Imagine that you are a young man living in Shahjahanabad in 1700. Based on the description of the area in this chapter, write an account of your activities during one day of your life.



Let’s recall

1. State whether true or false:

(a) In the Western world, modern cities grew with industrialisation.

(b) Surat and Machlipatnam developed in the nineteenth century.

(c) In the twentieth century, the majority of Indians lived in cities.

(d) After 1857 no worship was allowed in the Jama Masjid for five years.

(e) More money was spent on cleaning Old Delhi than New Delhi.

2. Fill in the blanks:

(a) The first structure to successfully use the dome was called the _____________.

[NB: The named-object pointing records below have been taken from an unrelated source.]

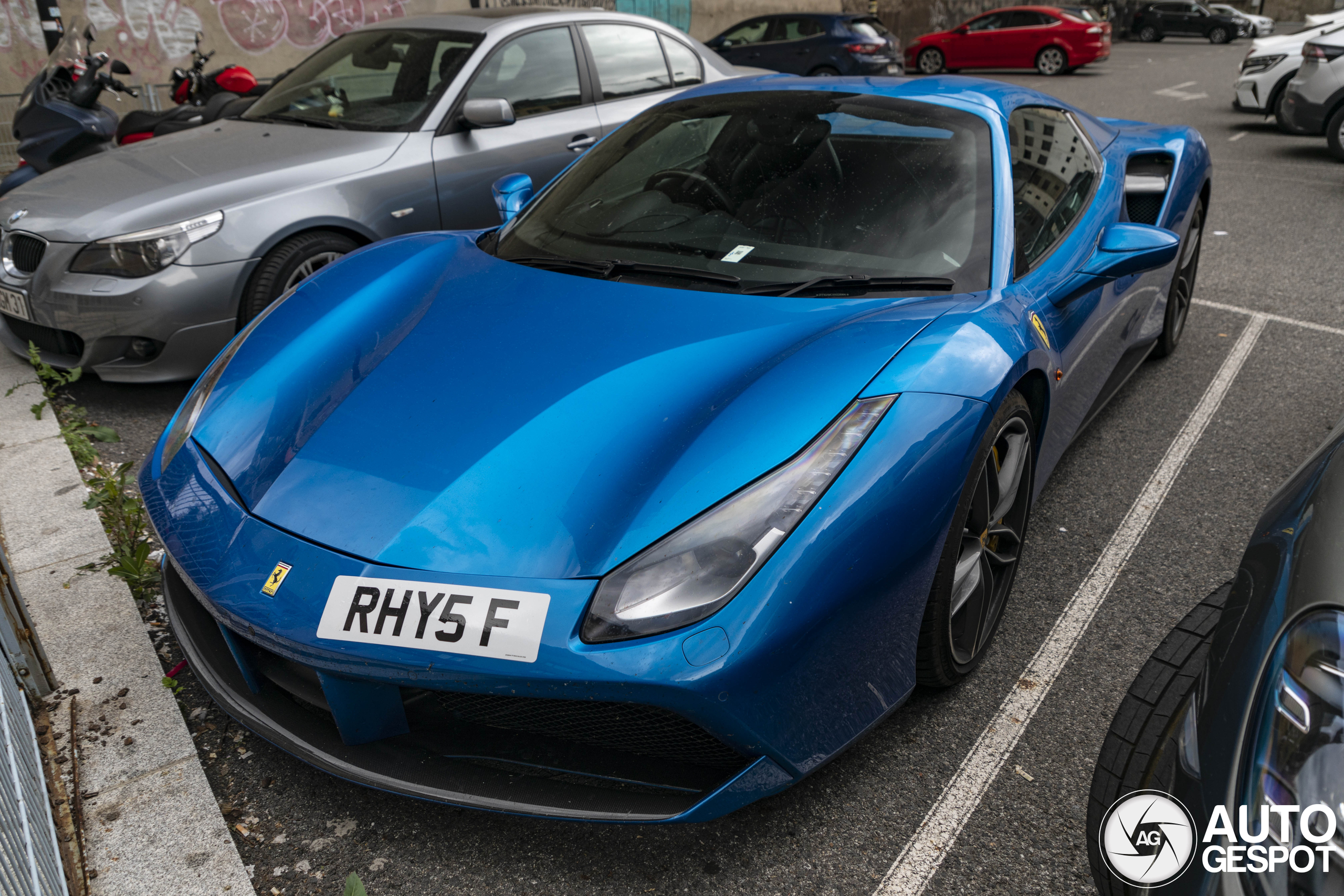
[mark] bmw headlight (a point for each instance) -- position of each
(1297, 750)
(145, 251)
(1256, 65)
(182, 425)
(698, 568)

(b) The two architects who designed New Delhi and Shahjahanabad were _____________ and _____________.

(c) The British saw overcrowded spaces as _____________.

(d) In 1888 an extension scheme called the _____________ was devised.

3. Identify three differences in the city design of New Delhi and Shahjahanabad.

4. Who lived in the “white” areas in cities such as Madras?

Let’s discuss

5. What is meant by de-urbanisation?

6. Why did the British choose to hold a grand Durbar in Delhi although it was not the capital?

7. How did the Old City of Delhi change under British rule?

8. How did the Partition affect life in Delhi?

Let’s do

9. Find out the history of the town you live in or of any town nearby. Check when and how it grew, and how it has changed over the years. You could look at the history of the bazaars, the buildings, cultural institutions, and settlements.

10. Make a list of at least ten occupations in the city, town or village to which you belong, and find out how long they have existed. What does this tell you about the changes within this area?